We have invested in trust fundraising for the first time. Applications started to go out about three months ago and we are yet to hear anything. Was this a waste of money?

No! It can take 12 months to receive results, plus a trust fundraising programme develops over time as funders get to know you and you them. To thrive it is all about relationships and those take time and effort to build and nurture.

I have been doing this work for years, I know it works. Engaging beneficiaries in our work isn’t how we operate, so we want to ignore requests by grant makers for evidence of this.

If a grant maker requires something, then they require it. To miss out a key piece of information is to make their job really easy in shortlisting applicants and you will not make the short list. In fact you may as well save your time and money and not write the rest of the application if you are going to miss part of the information out.

Of course, there is a difference between information you’re not accustomed to obtaining and information you’re unable obtain. If it is the latter, then speak to the funder prior to your application and discuss your circumstances.

I’ve set up a CiC and now I’d like to apply for grant funding.

There are limited funders who will consider applications from bodies other than registered charities or CIO’s. The criteria for funding is also limited. The Community Interest Company model was created as a for-good enterprise model where income was earned not donated. If you are sure you need to rely on grants and other donations to deliver your ambitions, then you ought to get advice as to whether a CiC is the right structure for you.

I do not have any time for fundraising so I will hire a trust fundraiser and leave them to it.

No fundraiser is an island to adapt from John Donne’s 17th century phrase.

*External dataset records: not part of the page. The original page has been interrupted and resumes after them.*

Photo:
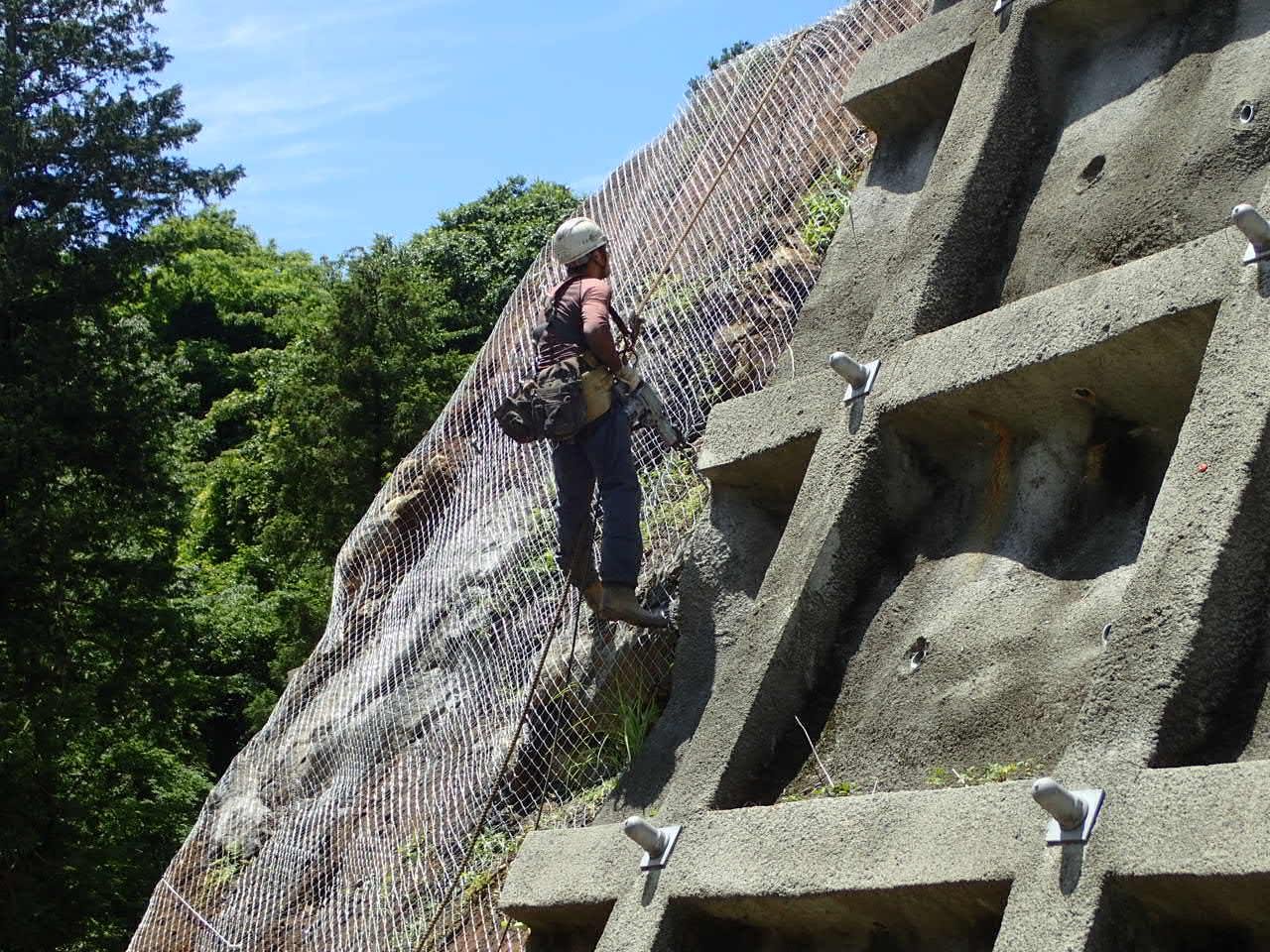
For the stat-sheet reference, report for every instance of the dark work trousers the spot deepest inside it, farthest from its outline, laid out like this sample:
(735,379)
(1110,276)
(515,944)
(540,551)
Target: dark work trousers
(601,454)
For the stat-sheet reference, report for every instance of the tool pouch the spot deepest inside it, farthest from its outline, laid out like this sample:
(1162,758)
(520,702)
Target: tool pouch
(561,399)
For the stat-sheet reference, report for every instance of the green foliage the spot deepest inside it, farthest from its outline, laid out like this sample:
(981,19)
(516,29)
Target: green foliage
(190,422)
(825,203)
(221,873)
(99,688)
(978,775)
(726,54)
(680,498)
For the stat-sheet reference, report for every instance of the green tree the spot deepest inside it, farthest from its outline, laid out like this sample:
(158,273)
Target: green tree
(725,55)
(99,757)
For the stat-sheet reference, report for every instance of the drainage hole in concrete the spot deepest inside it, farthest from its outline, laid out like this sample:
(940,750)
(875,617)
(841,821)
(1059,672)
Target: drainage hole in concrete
(1093,171)
(917,653)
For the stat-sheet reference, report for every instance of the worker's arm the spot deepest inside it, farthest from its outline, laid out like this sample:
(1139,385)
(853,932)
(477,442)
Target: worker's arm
(595,298)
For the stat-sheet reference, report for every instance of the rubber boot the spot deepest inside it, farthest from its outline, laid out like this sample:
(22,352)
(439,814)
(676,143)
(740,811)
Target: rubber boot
(593,595)
(619,604)
(583,576)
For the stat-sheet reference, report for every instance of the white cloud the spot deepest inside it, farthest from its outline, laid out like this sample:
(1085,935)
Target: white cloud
(588,184)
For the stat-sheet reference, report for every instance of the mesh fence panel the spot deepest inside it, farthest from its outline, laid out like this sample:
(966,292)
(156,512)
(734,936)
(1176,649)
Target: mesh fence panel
(382,801)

Fundraisers of any discipline requires to be plugged into an organisation. To build compelling proposals your trust fundraiser needs to be part of early stage planning about programmes, to hear success stories, to understand the organisation’s developing needs. A trust may want to speak with any senior member of the charity’s staff to hear more about a project (rather than hear via a fundraiser) and often it is often a senior member of staff in whose name applications are sent.

My charity is new with no track record. I need grants to get my first projects off the ground.

You know your project is needed. You know you’re the right person to deliver it. You just need the money to get started.

Look at the same situation from a grant funders view:

  • You’re not unique in what you do
  • You’ve never done it before
  • You’ve never stewarded someone else’s funds successfully

Their duty as a registered charity is to carefully steward their money to maximise impact. That is usually safer with an organisation who can demonstrate a track record. After all, start-ups have start-up costs, ideas fail etc.

It isn’t a no, but you will have to work harder to prove your credentials.

I’m not really a “people” person – I’m an introvert. Trust fundraising will be perfect for me, as it’s just writing.

Being a great writer is vital to trust fundraising, but so are relationships. You should be calling every single trust to whom you will apply IF you can find their number. You should be encouraging onsite visits, face to face meetings with trustees of the trust and the senior staff. You should be there, building those relationships.

I run a charity in [insert country] and want to apply directly to UK foundations for grants.

Most UK registered trusts and foundations will only support organisations registered in the UK. It can seem frustrating that a trust is funding your work through a third party, or similar work elsewhere in your country.